"I will come back. This afternoon, Electra?"
That morning, the afternoon had been his and hers only. She had expected to listen to the recital of his triumphs in Paris, and to scan eagerly the map of his prospects which was to show her way also. And she too opened her lips and spoke without preconsidered intent.
"This afternoon I shall be busy. I have to go in town."
"You won't—" he hesitated again. "Electra, you won't call at the house on the way, and see her, at least?"
"Your Rose?" She smiled at him brilliantly. "Not to-day, Peter."
Then, bruised, bewildered, he went back over the path he had come, leaving his imperial lady to go in and order the luncheon table prepared for one.

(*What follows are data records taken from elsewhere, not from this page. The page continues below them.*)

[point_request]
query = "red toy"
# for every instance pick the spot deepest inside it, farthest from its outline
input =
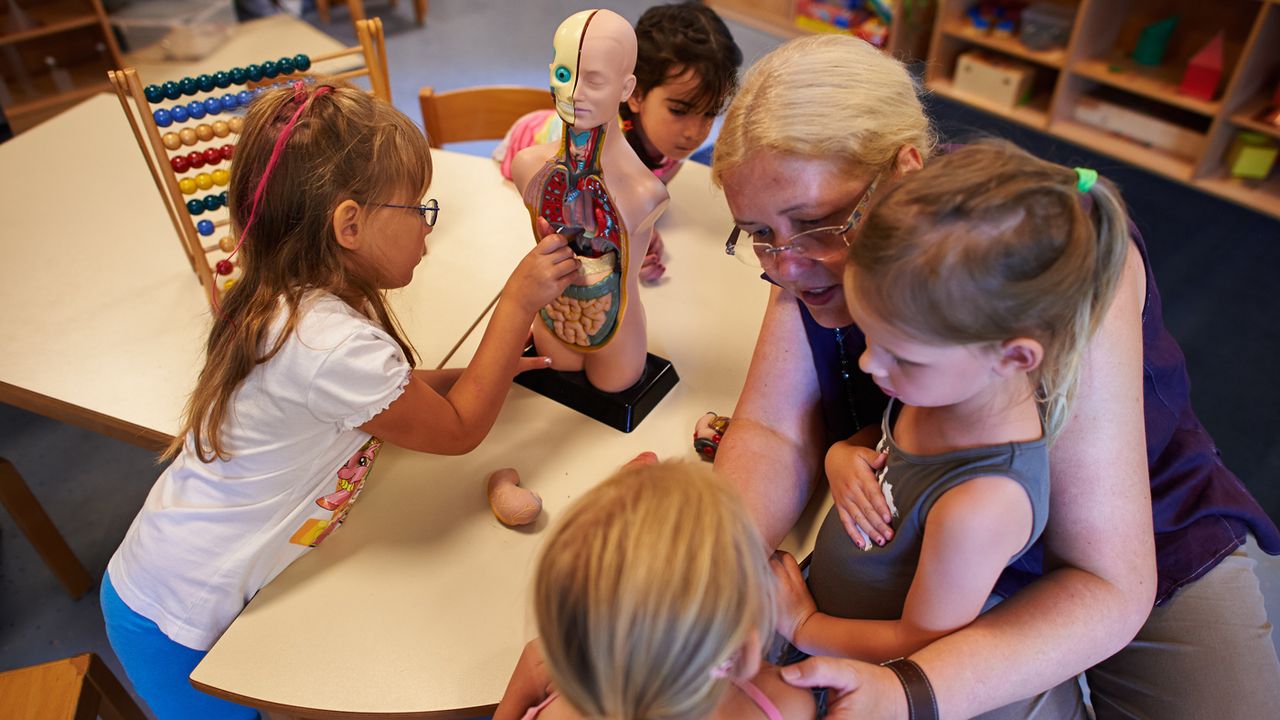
(1203, 71)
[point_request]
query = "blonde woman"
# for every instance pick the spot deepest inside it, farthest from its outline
(823, 126)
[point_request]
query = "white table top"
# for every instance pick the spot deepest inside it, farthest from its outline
(424, 591)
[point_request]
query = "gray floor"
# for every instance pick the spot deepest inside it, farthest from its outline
(92, 486)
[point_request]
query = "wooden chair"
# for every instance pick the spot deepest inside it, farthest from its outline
(478, 113)
(73, 688)
(35, 523)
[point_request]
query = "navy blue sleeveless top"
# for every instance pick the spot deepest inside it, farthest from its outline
(1202, 511)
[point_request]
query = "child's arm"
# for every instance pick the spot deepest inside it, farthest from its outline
(972, 532)
(455, 422)
(851, 466)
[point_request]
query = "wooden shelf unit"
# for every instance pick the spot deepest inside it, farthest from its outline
(1096, 57)
(77, 35)
(908, 36)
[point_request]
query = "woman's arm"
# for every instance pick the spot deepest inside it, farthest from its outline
(772, 450)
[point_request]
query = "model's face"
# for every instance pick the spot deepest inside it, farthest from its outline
(667, 118)
(775, 196)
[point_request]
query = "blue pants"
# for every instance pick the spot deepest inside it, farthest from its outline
(159, 666)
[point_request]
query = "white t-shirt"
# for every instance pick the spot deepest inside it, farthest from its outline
(210, 536)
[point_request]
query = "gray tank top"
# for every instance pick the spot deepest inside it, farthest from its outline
(872, 584)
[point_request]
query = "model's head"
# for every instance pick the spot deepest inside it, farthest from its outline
(988, 246)
(593, 68)
(652, 593)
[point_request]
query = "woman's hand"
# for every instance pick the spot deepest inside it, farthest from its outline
(856, 493)
(795, 604)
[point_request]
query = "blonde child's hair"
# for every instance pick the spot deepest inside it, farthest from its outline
(344, 145)
(653, 579)
(987, 244)
(827, 96)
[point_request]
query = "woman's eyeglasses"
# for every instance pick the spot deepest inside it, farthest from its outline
(817, 244)
(429, 212)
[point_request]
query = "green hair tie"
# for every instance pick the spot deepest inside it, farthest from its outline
(1086, 177)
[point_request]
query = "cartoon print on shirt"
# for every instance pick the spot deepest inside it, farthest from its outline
(351, 481)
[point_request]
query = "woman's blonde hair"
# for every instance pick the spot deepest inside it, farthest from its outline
(344, 145)
(827, 96)
(987, 244)
(653, 579)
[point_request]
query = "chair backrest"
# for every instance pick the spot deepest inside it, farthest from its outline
(478, 113)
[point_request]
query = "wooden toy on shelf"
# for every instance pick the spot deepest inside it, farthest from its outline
(1252, 155)
(1205, 71)
(187, 149)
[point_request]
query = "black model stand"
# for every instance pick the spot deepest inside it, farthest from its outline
(621, 410)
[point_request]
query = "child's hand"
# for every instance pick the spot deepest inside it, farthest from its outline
(795, 604)
(851, 473)
(544, 273)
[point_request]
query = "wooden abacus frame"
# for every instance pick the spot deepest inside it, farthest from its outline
(373, 51)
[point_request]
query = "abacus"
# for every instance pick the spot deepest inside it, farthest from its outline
(187, 144)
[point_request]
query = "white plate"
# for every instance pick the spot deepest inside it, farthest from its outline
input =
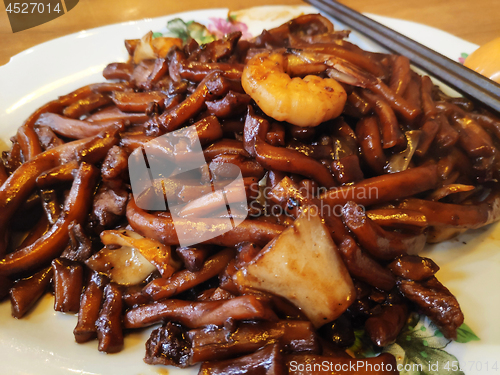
(43, 343)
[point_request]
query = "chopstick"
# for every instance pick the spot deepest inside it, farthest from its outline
(455, 75)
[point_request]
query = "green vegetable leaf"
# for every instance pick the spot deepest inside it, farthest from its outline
(421, 349)
(465, 334)
(190, 29)
(178, 28)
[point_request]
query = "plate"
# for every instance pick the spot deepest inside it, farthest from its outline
(43, 343)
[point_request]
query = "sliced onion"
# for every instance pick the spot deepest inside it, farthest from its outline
(449, 189)
(400, 162)
(153, 251)
(125, 266)
(144, 49)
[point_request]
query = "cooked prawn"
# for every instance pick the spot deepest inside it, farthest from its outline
(306, 102)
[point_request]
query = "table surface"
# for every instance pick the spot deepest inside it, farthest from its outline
(476, 21)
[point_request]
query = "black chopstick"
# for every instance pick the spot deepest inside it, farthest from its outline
(455, 75)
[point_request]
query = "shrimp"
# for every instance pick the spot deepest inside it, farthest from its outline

"Madam Fulton will not be home," she said to the maid, with a proud unconsciousness; and for the moment it sounded as if Madam Fulton had been the expected guest.
IV
When Peter went up the steps of his grandmother's house, he found Mrs. Grant still on the veranda, and Rose beside her. The girl looked at him eagerly, as if she besought him for whatever message he had, and he answered the glance with one warmed by implied sympathy. Until he saw her, he had not realized that anger made any part in the emotion roused in him by his imperial lady. Now he remembered how this gracious young creature seemed to him, so innocent, so sad. He felt a rising in his throat, as he thought of subjecting her to unfriendly judgment. Rose, in spite of the serious cast of her face and the repose of her figure, wore an ineffable air of youth. She had splendid shoulders and a yielding waist, and her fine hands lay like a separate beauty in the lap of her black dress. She had the profile of a coin touched with finer human graces, a fullness of the upper lip, a slight waving of the soft chestnut hair over the low forehead, and lashes too dark for harmony with the gray eyes. There were defects in her flawlessness. Her mouth was large, in spite of its pout, and on her nose were a few beguiling freckles. At that moment, in her wayward beauty, lighted by the kindled eye of expectation, she seemed to Peter to be made up of every creature's best. His grandmother smiled at him out of her warm placidity, and though Rose still drew his eyes to her, he was aware that she did not mean to question him.